If it's free, it's great. Otherwise, it's ok too.


----------



## Dewdman42 (May 4, 2019)

http://en.soundigy.com/midipatchbay.php


----------



## Fredeke (May 4, 2019)

Dewdman42 said:


> http://en.soundigy.com/midipatchbay.php


Looks good. I'll check it out. And it's free 

I see they also make a MIDI Processor, which should cover the other half of my needs, and a MIDI Lab, which is kind of both a Patchbay and a Processor in modular form.
Those are not free though, but Soundigy looks like a small company from Poland making useful products that you'd want to support. I'll definitely check out the demos.


----------



## Dewdman42 (May 4, 2019)

There are other things out there too keep googling for free stuff first


----------



## Dewdman42 (May 4, 2019)

I've been on mac for a while so I haven't really been following what is available for PC...but here are some old favorites that might do what you need to do. what do you need to do anyway?

http://www.bewaryprods.com/software/products/TransMIDIfier/index.html

http://www.midiox.com

https://www.yofiel.com/downloads/audio-apps/midi-patchbay-for-windows-10

http://www.hermannseib.com/vsthost.htm - This one is a VST host, but you could put VST midi plugins inside that do whatever you want

https://www.osar.fr/protoplug/ - put inside VST host above to script anything you want

https://mountainutilities.eu/miditools



On mac the two biggies that I know about to do this sort of thing are:

http://www.bewaryprods.com/software/products/TransMIDIfier/index.html

http://www.subtlesoft.square7.net/MidiPipe.html


----------



## soundigy (Jun 24, 2019)

Hi guys,

I can help with Soundigy products (as I'm the owner). MIDI Lab is in an early stage and there are still maaany features that I want to add and the UI definitely needs some tweaks (however the processing engine is stable and working without issues), though I would love to hear from You what can be done/changed to fit Your needs. If needed, I can provide some licenses for the MIDI Processor / MIDI Lab free of charge (especially if You can provide some feedback about using these apps).

Thanks,
Peter


----------



## Fredeke (Jun 25, 2019)

Sorry guys I've been away from the thread. However I am reinstalling my workstation from scratch, so I'm back on the lookout for a solution.



Dewdman42 said:


> what do you need to do anyway?





soundigy said:


> I can help with Soundigy products (as I'm the owner). MIDI Lab is in an early stage and there are still maaany features that I want to add and the UI definitely needs some tweaks (however the processing engine is stable and working without issues), though I would love to hear from You what can be done/changed to fit Your needs. If needed, I can provide some licenses for the MIDI Processor / MIDI Lab free of charge (especially if You can provide some feedback about using these apps).

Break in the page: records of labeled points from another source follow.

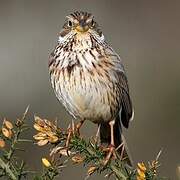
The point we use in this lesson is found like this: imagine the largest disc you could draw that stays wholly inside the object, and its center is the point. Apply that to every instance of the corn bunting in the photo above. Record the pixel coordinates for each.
(89, 79)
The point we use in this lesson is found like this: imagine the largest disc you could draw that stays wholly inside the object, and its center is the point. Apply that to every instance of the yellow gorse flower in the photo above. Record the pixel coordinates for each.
(141, 170)
(47, 131)
(46, 163)
(2, 143)
(8, 124)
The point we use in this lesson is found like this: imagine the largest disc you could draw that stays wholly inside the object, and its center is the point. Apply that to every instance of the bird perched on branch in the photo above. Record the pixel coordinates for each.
(88, 78)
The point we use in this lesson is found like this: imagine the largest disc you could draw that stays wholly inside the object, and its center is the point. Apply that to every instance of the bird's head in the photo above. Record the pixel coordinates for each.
(81, 24)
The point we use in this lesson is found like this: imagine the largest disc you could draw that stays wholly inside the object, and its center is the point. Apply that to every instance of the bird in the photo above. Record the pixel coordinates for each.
(89, 79)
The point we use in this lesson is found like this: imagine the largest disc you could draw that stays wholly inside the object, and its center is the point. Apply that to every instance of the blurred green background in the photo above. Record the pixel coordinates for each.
(146, 34)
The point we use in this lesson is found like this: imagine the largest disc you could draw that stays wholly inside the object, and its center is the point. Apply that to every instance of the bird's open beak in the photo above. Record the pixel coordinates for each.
(82, 27)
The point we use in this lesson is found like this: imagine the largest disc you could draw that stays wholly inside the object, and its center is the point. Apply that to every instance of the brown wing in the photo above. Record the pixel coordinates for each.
(126, 112)
(126, 104)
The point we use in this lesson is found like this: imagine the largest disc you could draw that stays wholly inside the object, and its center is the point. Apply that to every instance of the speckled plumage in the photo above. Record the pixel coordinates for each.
(87, 75)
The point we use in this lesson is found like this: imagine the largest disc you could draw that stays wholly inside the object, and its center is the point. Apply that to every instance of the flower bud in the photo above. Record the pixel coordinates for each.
(45, 162)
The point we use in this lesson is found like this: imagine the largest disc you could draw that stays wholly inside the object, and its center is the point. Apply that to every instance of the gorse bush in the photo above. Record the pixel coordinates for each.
(65, 145)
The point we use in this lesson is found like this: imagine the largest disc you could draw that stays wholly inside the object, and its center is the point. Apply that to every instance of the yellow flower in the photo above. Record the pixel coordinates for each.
(8, 124)
(47, 131)
(42, 142)
(91, 170)
(46, 163)
(142, 167)
(77, 159)
(141, 170)
(2, 143)
(53, 139)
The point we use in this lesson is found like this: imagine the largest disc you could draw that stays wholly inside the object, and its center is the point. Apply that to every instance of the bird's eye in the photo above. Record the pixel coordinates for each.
(92, 23)
(70, 23)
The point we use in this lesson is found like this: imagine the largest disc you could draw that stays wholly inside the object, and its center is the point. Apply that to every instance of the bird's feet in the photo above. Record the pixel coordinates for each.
(73, 130)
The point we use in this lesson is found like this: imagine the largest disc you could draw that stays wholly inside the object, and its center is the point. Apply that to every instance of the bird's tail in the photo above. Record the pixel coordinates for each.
(105, 138)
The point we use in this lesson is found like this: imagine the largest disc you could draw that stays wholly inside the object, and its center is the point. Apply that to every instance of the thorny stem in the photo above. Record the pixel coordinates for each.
(5, 167)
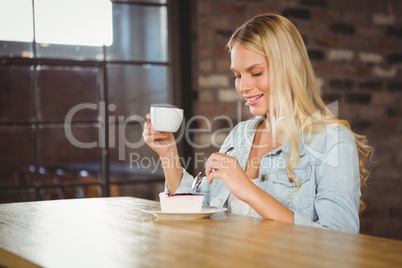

What I need to do is this - basically 2 things :

- I have many (and I mean many) hardware MIDI ports because my studio is a fat hardware synth orgy. However the issue would be the same if I had only one: in Windows, not two applications can open the same port simultaneously. That is a problem for several reasons - suffices to say I need several applications to recieve from or send to sometimes the same hardware port at the same time. That was no problem on Mac, but it is one of Windows' limitation that really bothers me. So, I would need a matrix patch that can also create (many) virtual ports. Thus, each application could open a different virtual port, and then the patch would merge the virtual ports to one hardware port (or split an hardware port to several virtual ones)

- I need a MIDI processor (a the very least a MIDI filter) I can insert between ports. The most urgent application for that would be: set a virtual port as surface control in my DAW -> filter out fader messages coming from the DAW to that port -> forward the resulting MIDI to the actual surface control's hardware port. And the ability to turn that processor/filter on and off easily, so I can disable the surface's motorfaders when I need it to be absolutely silent.
And because control surface messages doesn't go through tracks in a typical DAW (barring complex contortions - sure), a VST MIDI processor won't help.

Bome's MIDI Translator does all this (although a maximum of 5 virtual ports is a bit cheap), but it is too buggy for the heart of my workstation it needs to be.

@soundigy: I would love to beta test your products.


----------